SEOUL (AFP) — An American woman blinked back tears of joy Tuesday as she cuddled puppies cloned in South Korea from her beloved former pit bull terrier.
"This is a miracle," said Bernann McKinney from Hollywood in California, hugging five clones of Booger at Seoul National University's veterinary school.
RNL Bio, the company which arranged the re-creation of Booger through his refrigerated ear tissue, hailed the event as the world's first commercial cloning of a pet dog.
"This is my first birthday present. These guys gave me the best present," said McKinney, a film scriptwriter who turns 58 on Wednesday.
The five clones were born from two surrogate mothers on July 28, said Ra Jeong-Chan, CEO of RNL Bio which has launched a commercial dog cloning service in cooperation with the Seoul National University (SNU) scientists.

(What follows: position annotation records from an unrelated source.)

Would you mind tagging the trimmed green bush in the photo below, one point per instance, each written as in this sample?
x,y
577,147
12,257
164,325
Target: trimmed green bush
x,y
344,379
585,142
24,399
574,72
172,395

"They are perfectly the same as their daddy. I am in heaven here. I am a happy person," McKinney said, recalling her years with Booger who saved her life by chasing off a ferocious mastiff which bit her severely.
She said she would consider training some of the pups as service dogs for the handicapped or elderly when they arrive at her home in September.
McKinney said she had contacted South Korean experts after a US company failed to re-create Booger.
The operation was launched in May by a SNU team led by Professor Lee Byeong-Chun. He played a key role in creating the world's first cloned dog, an Afghan hound named Snuppy, on a non-commercial basis in 2005.
Ra's company originally charged 150,000 dollars to clone Booger. But it agreed to come down to 50,000 dollars to celebrate what it calls the first commercial deal for a pet dog.
Ra said Booger's case opens the way for global commercial cloning services for pet lovers since the success rate for dogs is high.
He said his company could clone up to 300 dogs next year for wealthy animal lovers in the US and elsewhere.
The RNL Bio CEO said he will contest claims by a US dog-cloning firm, BioArts International, that it is infringing on its patent.
Ra said the university would undertake an ethical review of his firm's business to prevent indiscreet cloning.
"For my next project, I will consider cloning camels for rich people in the Middle East," he said.